Profits down without tax benefit.

While Amazon's overall sales were up 24.3% to $1.9 billion for its fiscal first quarter ending March 31, profits fell compared to the first quarter in 2004, when the company received a tax benefit.

Amazon posted a net income of $78 million for the quarter, or 18 cents per diluted share, versus the $111 million, or 26 cents per diluted share, that the Seattle-based company generated last year on sales of $1.53 billion. The fall in profit was attributed to a $2 million tax benefit last year, versus a $56 million income tax payment this year. Before taxes, the yearly incomes would have been closer with $108 million this year versus $109 million last year.

As part of its results, the company reported that its media product lines grew 17% to $1.37 billion, comprising 72% of total revenue for the quarter. This is in contrast to 77% in the first quarter of 2004. Amazon executives said that this quarter's growth and the 18% increase in media sales in the previous fiscal quarter represent the two largest quarterly increases in the last four years of the company's history.
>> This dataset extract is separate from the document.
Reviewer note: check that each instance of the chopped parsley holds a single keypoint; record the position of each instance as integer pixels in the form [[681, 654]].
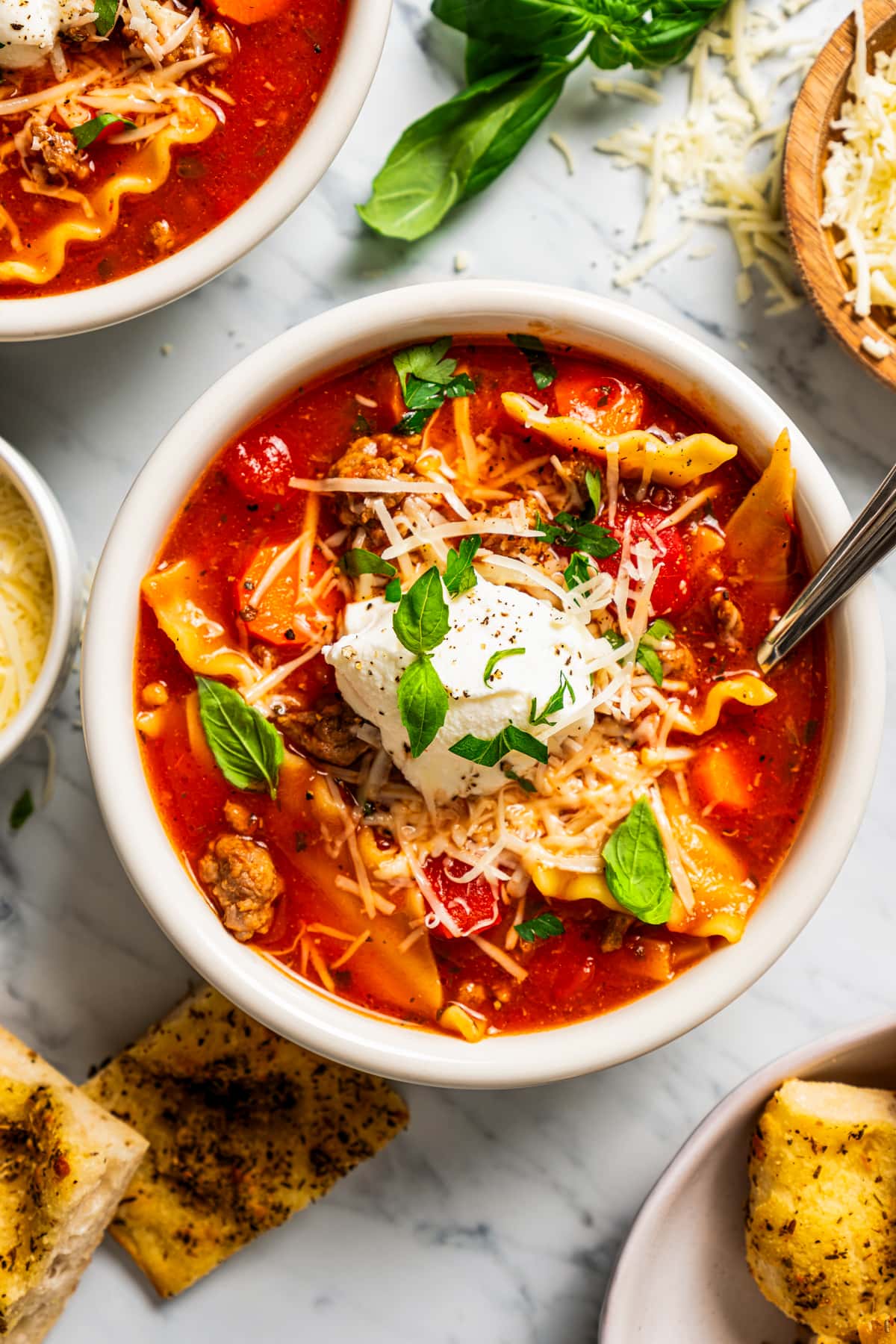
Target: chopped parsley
[[543, 927]]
Within the media category, Amazon reports that it has already received pre-orders for 700,000 copies of "Harry Potter and the Half-Blood Prince," which it will deliver on the July 16 street date.
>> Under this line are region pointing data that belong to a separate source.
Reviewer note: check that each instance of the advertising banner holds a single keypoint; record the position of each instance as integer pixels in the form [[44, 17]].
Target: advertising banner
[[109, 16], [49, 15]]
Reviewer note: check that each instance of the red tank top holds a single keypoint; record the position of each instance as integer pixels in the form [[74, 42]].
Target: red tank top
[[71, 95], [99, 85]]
Back to the company's overall numbers, gross profit grew in the first quarter to $350 million, or 24.3% of total sales. This is in comparison to the $251 million, or 23.6%, it garnered last year. But the company's expense structure also increased to 18.4%, up two percentage points from 16.4% in the first quarter of 2004.

Amazon attributed the increase to a conscious decision to increase investment in technology and content, spending $92 million in the first quarter of this year, versus $58 million last year. That investment is part of an effort to improve the customer experience, executives said during a conference call.

The company's shares closed today at $32.71, down 2.45% from the previous day close of $33.53. This is thought to be in anticipation of weaker profits.